Up ahead, Catty’s hair sways as she runs, gold hair hacked short to the shoulders with a pair of kitchen shears, the ends dyed stoplight red.

She’s fourteen now, and fast, a runner on the school’s track team—the only sport she was keen to play, because it didn’t involve any teamwork or chat—but that’s not why she’s running now.

Alice pedals faster, trying to close the gap.

She’s eleven, a head shorter than Catty and still waiting for that spurt of growth everyone keeps promising, the one that will unfold her into something more, but it hasn’t shown up yet, so when her sister took off, she had the sense to grab her bike, the only way to catch up now.

And she has to catch up.

Because for once, Catty is running from her.

She’s not heading up the hill behind their house, but down the road out of town. Away. Away. And it’s Alice’s fault.

Even though it’s not, not entirely, some of it has to fall on Dad, and El—

(El, who Catty still insists on calling Eloise, even though it’s been three years, Eloise, as if she’s a visitor, an unwelcome guest, or worse, an intruder, an imposter, a usurper, a gas leak, a slow poison.)

—but Alice is the one who smiled, and threw her arms around El’s shoulders when she heard the news that she was pregnant.

Alice is the one who made the mistake of saying Congrats and That’s wonderful and then made the unforgivable error of adding the word Mum to the end, and even though it felt right she knew it was a mistake, as soon as it was out, tried to suck the word back behind her teeth, but it was too late, Catty flinched back as if struck, and took off.

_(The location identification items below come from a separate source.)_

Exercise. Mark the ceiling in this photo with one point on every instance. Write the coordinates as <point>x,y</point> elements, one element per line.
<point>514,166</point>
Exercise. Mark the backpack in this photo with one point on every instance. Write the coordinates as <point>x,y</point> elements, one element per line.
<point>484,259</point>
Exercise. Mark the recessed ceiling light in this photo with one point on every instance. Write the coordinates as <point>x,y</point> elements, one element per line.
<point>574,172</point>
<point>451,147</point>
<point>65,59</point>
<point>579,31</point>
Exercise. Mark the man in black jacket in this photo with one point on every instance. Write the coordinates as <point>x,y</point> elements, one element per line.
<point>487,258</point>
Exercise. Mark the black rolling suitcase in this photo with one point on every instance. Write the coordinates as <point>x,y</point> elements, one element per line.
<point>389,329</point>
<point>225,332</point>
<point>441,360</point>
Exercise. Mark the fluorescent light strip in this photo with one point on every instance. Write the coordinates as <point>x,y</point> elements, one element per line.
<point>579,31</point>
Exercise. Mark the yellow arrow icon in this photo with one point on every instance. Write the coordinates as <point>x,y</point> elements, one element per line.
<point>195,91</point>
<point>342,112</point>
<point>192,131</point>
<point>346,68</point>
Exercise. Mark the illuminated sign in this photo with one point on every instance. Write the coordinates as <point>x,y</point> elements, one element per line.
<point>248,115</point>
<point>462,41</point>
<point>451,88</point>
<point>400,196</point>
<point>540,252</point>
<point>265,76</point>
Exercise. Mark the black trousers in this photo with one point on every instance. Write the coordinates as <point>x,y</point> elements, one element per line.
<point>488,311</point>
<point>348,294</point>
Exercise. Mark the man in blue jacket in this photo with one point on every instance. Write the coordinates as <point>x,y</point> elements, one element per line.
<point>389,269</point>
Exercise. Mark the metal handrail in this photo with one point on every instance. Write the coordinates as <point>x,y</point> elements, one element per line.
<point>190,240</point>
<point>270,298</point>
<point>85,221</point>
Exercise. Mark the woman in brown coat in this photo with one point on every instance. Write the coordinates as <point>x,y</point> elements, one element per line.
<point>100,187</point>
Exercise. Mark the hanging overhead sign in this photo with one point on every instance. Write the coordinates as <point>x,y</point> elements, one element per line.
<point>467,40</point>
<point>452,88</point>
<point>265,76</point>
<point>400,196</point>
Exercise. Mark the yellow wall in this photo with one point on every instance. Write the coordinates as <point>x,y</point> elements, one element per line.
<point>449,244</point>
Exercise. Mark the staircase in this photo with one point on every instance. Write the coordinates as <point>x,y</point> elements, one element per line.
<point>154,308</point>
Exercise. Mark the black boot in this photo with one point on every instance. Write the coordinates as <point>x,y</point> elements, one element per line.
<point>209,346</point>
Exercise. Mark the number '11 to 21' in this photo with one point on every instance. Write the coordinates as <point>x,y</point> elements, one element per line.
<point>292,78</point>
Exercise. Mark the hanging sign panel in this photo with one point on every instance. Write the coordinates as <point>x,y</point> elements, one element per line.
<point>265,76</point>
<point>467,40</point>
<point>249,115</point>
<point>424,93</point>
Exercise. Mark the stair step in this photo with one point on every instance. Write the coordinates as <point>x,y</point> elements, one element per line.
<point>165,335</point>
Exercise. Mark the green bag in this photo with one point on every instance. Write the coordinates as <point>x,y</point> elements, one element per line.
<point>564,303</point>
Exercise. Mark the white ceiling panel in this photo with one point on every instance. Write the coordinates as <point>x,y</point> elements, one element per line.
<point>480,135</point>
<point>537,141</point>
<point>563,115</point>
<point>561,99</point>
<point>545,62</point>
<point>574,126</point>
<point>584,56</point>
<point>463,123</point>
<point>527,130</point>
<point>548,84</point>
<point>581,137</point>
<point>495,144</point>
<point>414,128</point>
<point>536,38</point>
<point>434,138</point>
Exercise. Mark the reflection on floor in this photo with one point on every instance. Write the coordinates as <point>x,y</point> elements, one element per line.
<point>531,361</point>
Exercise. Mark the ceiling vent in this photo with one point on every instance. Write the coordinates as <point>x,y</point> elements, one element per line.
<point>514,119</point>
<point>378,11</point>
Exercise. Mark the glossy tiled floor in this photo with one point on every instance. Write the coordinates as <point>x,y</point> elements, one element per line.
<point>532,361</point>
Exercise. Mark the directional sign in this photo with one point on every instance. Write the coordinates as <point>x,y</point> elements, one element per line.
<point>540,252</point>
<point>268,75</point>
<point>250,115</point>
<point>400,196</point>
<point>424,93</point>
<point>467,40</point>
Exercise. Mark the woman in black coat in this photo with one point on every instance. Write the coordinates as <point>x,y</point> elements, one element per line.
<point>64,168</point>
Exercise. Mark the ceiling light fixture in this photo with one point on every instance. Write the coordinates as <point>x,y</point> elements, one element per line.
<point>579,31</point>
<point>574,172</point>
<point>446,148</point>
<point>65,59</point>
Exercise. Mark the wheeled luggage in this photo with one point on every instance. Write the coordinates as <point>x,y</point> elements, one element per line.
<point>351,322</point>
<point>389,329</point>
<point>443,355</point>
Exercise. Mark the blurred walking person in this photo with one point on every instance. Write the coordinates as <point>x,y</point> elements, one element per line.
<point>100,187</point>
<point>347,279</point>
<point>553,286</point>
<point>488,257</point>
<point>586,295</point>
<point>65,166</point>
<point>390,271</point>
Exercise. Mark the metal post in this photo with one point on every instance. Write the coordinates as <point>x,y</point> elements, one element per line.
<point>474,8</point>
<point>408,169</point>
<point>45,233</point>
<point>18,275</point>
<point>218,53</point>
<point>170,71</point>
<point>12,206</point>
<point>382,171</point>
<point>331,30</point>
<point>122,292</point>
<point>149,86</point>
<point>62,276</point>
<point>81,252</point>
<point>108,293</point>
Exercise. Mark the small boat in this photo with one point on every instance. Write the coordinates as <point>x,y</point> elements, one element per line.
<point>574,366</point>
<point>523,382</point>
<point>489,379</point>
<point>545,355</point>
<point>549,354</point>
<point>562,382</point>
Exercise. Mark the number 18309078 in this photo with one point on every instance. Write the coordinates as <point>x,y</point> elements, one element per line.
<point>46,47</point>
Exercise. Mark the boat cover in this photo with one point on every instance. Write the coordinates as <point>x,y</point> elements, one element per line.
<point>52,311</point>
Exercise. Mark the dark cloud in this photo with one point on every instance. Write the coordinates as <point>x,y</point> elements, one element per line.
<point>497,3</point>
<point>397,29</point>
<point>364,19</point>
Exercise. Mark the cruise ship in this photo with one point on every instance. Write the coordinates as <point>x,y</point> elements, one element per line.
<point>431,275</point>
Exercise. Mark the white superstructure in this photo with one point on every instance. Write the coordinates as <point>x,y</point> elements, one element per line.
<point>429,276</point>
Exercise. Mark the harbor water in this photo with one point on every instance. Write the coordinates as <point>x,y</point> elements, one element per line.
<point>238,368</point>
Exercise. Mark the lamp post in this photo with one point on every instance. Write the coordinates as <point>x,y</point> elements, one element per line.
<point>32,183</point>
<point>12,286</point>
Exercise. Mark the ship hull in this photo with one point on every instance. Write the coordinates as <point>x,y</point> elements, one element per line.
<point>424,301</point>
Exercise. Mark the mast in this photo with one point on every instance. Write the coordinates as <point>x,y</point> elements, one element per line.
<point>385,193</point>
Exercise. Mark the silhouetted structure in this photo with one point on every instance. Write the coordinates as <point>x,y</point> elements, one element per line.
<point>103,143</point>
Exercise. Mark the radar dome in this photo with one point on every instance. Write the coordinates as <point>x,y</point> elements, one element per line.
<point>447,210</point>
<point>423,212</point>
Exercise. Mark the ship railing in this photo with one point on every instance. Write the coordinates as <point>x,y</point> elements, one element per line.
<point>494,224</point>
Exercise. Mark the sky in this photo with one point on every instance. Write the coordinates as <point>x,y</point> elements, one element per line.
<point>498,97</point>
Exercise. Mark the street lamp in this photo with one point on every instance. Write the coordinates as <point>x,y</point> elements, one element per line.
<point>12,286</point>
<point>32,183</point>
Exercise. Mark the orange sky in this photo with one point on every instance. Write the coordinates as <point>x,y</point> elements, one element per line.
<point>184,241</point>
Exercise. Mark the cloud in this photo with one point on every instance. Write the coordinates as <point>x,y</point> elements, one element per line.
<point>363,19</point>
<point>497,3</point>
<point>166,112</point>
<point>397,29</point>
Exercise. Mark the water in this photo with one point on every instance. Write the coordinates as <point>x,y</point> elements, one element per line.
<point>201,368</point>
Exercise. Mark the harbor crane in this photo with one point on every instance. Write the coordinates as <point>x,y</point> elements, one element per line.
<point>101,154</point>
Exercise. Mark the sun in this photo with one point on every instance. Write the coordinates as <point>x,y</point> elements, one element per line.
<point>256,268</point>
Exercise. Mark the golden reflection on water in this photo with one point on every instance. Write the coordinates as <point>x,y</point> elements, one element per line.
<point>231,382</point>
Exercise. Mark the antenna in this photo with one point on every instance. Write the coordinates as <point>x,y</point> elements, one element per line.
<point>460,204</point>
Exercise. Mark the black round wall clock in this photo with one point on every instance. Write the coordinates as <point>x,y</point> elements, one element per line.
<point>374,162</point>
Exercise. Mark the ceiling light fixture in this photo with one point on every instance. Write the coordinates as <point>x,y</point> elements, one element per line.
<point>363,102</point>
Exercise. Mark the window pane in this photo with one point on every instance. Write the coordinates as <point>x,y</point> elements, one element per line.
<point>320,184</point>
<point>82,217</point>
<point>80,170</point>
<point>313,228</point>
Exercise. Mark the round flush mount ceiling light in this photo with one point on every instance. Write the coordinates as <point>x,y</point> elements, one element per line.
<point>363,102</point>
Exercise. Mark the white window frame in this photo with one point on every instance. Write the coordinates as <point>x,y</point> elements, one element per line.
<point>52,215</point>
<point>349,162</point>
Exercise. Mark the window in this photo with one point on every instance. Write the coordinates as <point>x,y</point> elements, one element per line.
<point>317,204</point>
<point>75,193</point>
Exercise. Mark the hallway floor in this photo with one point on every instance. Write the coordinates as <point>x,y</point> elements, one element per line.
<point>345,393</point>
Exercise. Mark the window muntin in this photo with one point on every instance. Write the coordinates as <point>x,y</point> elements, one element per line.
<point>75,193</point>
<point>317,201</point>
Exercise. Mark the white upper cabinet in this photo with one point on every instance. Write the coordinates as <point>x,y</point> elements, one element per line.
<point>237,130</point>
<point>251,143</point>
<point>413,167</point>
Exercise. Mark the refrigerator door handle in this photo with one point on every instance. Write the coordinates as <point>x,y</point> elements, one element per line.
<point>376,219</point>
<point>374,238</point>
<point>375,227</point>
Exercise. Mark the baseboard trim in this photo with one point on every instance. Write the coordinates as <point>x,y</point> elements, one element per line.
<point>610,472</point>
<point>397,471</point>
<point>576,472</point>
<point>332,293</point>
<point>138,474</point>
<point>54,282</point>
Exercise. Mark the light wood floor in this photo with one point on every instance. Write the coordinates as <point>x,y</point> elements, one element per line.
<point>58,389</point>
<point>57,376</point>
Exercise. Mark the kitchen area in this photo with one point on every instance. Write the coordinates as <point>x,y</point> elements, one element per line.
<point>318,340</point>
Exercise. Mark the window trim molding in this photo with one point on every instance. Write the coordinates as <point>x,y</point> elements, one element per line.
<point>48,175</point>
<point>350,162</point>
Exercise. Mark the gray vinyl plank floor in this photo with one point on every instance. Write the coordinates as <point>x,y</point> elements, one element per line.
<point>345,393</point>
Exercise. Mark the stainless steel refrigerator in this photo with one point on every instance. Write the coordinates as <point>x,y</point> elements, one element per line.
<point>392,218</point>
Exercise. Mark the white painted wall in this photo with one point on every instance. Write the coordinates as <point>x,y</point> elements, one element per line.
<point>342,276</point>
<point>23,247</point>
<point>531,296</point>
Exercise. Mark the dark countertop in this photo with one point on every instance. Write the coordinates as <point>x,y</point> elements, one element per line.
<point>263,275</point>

Alice catches up on the bike, slows to pace Catty, says “Please,” says, “I didn’t mean it,” but her sister only speeds up, trainers pounding and blue eyes red from winter cold and rage.

(Catty only ever cries when she is angry.)

“Go home, Bones,” she snaps, and that word— home —comes out sharp enough to hurt. Alice flinches.

“I’m sorry,” she says, and she is, and she isn’t, and it’s all a mess in her head. Because Eloise is a kind of mum, the only one she remembers, the one who leaves notes in her pockets and packs her lunch and holds her when she’s sad, or sick, or scared.

And Catty is the one who leaves.

Who runs.

They reach the edge of town and Catty keeps going, Alice trailing in her wake, till Hoxburn is behind them, out of sight, and Alice is just starting to worry that her sister won’t stop, when something inside Catty finally seems to break.

She draws up short, sinks into a crouch, and digs her hands into her hair—

And screams.

A banshee wail that rolls through the hills, snagging on the gorse and moss. A violent, visceral sound that would have brought neighbors spilling from their homes if they were still in town. If this weren’t the kind of countryside that dampens everything.